Huixin (Echo) Zheng

Huixin (Echo) Zheng

Degree: Ph.D. in Planning, Policy, and Design

Graduated: 2021

What made you decide to pursue a graduate degree?

I have always been interested in doing research in general, and was actually hoping to get a position at a research institutition after I graduated. After I got my Master in Public Policy, I worked as a full-time research assistant at UCLA on projects related to housing segregation. I got to learn and practice many advanced quantitative analytic techniques, and was first exposed to studies and theories related to how housing policies potentially affect social composition. I enjoyed doing the analytic work as well as reading on the different arguments and mixed empirical results related to these research projects. This experience gives me the idea and confidence that I should pursue a path in research.

Why did you choose to come to UCI?

The key factors are the school environment and my advisor. I was mainly debating among three schools, two of them had comparable funding packages and offered campus visits prior to the deadline to indicate the decision. UCI was one of the school that I visited, and I was impressed by the supportive and collaborative environment. The other main reason was my advisor. I had some email exchanges with him before I visited UCI. He understood my concerns and introduced me to a senior PhD student that he thought was able to address some of the questions I had. Through our interactions during campus visit, I could tell he is very active in producing research, familiar with both quantitative and qualitative methods, and very responsive to students’ requests. I got the feeling that he would give me the guidance to do the types of research that I have wanted to do.

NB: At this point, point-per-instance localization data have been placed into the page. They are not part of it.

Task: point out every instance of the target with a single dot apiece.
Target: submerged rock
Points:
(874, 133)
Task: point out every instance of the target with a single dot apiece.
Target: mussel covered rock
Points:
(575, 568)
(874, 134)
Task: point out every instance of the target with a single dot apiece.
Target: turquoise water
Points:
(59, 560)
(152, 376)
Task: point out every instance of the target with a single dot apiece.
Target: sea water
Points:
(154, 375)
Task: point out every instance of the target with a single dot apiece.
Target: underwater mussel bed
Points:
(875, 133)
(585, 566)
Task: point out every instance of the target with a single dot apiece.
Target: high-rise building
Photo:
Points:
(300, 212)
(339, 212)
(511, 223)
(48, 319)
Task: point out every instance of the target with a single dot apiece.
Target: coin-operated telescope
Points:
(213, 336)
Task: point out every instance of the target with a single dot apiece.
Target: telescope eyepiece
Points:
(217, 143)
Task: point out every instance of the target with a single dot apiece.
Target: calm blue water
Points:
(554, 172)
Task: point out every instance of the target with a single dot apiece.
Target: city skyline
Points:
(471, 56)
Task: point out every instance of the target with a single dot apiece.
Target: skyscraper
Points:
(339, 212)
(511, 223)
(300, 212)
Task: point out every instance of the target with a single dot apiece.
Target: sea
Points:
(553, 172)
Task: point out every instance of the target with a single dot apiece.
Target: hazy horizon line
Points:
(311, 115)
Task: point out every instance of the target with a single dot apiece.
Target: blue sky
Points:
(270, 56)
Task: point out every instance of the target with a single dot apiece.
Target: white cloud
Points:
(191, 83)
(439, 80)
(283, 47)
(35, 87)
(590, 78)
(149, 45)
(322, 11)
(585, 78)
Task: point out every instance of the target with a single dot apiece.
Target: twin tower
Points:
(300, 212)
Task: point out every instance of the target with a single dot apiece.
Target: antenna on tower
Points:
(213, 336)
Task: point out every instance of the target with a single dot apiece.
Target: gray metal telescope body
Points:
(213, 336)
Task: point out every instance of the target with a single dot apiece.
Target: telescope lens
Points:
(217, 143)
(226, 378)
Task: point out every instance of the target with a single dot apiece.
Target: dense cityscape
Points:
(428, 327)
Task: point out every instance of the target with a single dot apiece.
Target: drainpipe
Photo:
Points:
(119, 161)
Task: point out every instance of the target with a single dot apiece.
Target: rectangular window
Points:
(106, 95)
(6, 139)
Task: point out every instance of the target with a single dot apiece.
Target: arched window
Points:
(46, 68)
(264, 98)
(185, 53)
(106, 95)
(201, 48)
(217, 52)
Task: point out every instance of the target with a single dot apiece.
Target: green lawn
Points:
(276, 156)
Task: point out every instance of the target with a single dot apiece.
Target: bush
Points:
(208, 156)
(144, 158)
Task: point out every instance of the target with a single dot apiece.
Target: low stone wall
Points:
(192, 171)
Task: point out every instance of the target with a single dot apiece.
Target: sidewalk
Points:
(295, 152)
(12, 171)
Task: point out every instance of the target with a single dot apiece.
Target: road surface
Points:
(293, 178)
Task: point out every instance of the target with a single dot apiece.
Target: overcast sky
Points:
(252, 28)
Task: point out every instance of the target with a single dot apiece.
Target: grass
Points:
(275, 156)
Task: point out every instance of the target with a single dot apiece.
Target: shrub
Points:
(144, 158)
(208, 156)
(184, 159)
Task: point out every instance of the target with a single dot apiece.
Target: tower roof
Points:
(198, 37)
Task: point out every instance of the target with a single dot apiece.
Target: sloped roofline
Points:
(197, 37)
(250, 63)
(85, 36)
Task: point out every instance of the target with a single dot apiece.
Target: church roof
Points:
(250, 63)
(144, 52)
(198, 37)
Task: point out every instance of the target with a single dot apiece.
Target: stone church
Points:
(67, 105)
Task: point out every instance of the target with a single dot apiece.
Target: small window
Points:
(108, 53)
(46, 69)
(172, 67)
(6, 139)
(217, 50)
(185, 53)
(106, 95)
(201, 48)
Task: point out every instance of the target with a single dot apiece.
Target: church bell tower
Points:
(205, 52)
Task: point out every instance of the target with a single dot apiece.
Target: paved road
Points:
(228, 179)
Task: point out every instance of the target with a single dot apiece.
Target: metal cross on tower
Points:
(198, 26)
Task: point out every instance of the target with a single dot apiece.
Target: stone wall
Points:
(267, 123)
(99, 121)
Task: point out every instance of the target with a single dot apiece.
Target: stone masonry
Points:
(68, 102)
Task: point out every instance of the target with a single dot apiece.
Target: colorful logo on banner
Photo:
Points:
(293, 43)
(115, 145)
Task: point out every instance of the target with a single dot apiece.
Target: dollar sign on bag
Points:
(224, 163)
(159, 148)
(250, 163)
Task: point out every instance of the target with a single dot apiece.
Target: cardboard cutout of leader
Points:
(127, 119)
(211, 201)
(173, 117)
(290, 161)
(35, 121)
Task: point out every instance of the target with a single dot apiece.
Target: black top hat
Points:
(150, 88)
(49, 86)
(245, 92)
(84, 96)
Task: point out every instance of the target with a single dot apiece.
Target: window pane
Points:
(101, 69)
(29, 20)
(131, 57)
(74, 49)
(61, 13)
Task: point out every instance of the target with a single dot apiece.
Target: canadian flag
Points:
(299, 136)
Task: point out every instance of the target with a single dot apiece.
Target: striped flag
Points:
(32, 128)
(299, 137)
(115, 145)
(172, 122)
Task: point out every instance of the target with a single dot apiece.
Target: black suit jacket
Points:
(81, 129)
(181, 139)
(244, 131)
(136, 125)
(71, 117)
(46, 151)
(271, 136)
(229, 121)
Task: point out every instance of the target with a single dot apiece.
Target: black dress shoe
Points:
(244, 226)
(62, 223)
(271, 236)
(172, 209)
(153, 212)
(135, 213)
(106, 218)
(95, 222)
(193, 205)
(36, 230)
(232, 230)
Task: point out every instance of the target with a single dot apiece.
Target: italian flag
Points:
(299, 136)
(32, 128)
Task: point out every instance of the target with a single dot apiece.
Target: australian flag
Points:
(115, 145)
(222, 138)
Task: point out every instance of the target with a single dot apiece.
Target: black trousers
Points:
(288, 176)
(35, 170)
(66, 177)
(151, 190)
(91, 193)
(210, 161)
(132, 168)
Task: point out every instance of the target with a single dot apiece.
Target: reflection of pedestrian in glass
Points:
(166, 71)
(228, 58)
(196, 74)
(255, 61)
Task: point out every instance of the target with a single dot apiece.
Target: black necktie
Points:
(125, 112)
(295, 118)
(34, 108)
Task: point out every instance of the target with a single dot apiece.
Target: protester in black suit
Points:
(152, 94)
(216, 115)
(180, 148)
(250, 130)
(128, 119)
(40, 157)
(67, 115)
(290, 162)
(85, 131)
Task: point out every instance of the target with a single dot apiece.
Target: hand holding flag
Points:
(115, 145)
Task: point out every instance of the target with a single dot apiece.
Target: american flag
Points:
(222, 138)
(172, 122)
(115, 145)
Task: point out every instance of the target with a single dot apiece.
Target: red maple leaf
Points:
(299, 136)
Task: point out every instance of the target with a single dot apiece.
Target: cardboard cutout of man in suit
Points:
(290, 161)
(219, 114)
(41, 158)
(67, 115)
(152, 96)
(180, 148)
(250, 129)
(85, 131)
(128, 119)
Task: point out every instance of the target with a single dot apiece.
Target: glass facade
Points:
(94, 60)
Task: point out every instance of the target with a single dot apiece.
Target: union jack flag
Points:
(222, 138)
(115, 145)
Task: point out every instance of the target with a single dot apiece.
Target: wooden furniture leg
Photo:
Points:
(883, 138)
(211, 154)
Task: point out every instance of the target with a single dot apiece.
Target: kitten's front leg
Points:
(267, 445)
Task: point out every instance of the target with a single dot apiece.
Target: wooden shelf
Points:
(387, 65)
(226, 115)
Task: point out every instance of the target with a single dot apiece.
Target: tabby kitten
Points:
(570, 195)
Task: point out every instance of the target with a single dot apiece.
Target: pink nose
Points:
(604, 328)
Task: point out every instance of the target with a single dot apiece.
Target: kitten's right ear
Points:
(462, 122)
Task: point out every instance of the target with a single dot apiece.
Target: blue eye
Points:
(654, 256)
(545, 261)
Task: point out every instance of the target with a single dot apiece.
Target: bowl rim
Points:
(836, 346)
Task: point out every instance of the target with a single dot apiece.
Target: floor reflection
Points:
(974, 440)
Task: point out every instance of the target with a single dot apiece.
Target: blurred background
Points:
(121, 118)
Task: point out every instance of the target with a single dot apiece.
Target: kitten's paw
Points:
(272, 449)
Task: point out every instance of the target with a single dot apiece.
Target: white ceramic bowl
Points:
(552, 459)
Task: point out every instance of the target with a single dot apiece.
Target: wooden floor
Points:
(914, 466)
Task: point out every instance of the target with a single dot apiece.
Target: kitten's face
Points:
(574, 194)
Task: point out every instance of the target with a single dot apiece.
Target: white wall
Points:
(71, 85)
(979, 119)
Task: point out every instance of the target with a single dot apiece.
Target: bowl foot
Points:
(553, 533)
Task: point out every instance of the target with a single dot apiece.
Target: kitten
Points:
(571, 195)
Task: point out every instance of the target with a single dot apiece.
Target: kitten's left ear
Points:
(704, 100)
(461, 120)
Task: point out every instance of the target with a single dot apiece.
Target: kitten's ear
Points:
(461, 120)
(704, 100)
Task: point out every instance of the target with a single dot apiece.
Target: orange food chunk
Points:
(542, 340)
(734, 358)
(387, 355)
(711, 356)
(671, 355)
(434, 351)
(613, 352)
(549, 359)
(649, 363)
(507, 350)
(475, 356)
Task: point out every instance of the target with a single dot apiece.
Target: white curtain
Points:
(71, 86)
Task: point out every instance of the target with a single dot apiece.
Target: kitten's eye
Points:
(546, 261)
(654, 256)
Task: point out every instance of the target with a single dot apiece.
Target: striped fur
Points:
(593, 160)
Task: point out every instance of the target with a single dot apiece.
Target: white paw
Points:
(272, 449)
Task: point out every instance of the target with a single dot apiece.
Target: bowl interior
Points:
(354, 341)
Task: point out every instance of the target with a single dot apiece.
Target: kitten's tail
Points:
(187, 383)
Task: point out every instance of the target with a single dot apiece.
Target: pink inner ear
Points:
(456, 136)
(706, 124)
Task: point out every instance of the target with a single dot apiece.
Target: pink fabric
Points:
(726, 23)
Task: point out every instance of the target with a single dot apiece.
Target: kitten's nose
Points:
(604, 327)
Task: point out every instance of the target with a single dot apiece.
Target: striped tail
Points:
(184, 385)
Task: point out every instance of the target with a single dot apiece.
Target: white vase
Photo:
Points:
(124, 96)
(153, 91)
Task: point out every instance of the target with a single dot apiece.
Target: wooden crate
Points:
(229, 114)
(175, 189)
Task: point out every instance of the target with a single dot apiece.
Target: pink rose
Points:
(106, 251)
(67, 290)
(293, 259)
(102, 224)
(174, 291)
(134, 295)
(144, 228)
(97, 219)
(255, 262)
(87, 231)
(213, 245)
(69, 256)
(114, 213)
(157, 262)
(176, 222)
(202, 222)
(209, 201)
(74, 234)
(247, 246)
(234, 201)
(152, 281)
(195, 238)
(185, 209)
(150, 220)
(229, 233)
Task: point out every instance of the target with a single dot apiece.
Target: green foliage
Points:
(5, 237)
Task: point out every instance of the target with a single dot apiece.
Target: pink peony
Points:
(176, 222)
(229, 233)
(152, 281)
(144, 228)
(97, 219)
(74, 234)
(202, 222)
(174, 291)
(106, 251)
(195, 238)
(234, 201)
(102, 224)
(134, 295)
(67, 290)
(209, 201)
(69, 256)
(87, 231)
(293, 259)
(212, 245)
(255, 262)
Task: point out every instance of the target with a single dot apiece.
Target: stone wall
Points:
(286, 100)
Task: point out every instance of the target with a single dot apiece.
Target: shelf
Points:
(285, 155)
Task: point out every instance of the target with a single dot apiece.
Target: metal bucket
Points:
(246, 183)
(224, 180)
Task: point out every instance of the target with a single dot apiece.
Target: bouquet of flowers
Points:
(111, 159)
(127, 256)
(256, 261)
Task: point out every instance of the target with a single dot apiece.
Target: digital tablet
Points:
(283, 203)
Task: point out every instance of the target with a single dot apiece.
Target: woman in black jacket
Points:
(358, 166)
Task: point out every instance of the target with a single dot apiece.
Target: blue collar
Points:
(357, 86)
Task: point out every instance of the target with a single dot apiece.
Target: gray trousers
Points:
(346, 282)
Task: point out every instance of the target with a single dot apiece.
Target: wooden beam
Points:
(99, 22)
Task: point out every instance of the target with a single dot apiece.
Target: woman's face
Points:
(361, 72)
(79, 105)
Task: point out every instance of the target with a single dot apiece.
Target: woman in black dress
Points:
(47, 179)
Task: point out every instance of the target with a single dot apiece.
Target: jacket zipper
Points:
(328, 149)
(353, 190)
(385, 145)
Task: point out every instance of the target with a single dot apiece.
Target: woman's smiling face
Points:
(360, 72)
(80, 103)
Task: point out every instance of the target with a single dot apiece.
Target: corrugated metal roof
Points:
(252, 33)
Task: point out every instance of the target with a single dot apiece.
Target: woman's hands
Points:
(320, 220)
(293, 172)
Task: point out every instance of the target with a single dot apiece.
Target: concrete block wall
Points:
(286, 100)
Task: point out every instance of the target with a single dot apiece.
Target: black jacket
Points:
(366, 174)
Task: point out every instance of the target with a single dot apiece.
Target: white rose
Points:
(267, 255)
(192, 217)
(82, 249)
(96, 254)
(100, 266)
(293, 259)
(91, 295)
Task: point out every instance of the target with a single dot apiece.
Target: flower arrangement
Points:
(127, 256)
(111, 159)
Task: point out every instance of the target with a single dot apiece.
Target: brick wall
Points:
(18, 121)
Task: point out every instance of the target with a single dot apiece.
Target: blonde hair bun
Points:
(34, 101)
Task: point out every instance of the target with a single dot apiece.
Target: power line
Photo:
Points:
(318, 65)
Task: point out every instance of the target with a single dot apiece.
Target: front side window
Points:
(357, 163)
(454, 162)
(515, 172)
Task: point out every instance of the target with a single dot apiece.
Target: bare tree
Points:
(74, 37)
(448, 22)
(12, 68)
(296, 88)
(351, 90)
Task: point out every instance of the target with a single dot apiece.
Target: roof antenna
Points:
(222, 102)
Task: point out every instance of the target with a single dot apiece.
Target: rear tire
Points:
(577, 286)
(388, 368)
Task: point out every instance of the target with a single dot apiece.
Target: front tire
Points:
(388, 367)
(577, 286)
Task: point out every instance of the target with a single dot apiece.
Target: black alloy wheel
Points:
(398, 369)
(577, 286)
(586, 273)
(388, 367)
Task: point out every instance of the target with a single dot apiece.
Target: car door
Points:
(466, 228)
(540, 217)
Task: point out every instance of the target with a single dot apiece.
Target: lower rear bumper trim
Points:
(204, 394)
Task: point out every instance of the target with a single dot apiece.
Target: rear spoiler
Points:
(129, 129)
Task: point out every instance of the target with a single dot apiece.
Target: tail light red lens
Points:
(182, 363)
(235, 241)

If you are conducting research, how would you explain your research and its significance to others?

I would tell my grandparents that I am studying how governments (mainly in the U.S.) regulate land use and housing development, and what are some consequences of these regulations. For example, in some eastern U.S. cities with high housing cost, data have shown that there is still plenty of land. One argument is that government regulations have placed artificial barriers to building and expanding housing supply, and such restrictions not only impact housing and land prices (affordability), but also how urban areas look like (urban form) as well as how people decide to move to different communities.

What are your hobbies/passions outside of research?

My goal is to stay healthy and active. I work out regularly at the UCI gym (which is a very nice one); I play tennis and go hiking every now and then. I plan to picked up one of the music instruments I learned before when I am done with class requirements.

What advice do you have for a new graduate student in your program?

I would say it is important to know your strength and weakness, and strategically develop your plan based on that. Students enter the program with different backgrounds and strengths. Some of them have years of working experience and insights related to specific areas. Some have hands-on research experience and are ready to jump on research that require particular skills. I am more of the latter type, but I lack experience and knowledge in substantive issues. Because of the analytic skills I have, I actively reached out to my advisor for collaboration opportunities, and at the same time, these collaborations have exposed me to readings and theories. If I were the former type, I would probably spend more efforts in figuring the right methods for the questions that I am interested in studying and take more method classes to improve analytic skills.

How do you hope to make a difference?

I hope to have a teaching position in the future and make a difference through this career. I am passionate about teaching topics related to my interest. Meanwhile I hope to play a mentoring role and provide guidance to students that need help in professional and personal development. I would also like to stay contact with several education institutions in China, and provide consultancy for students that wish to pursue educational and professional experience overseas.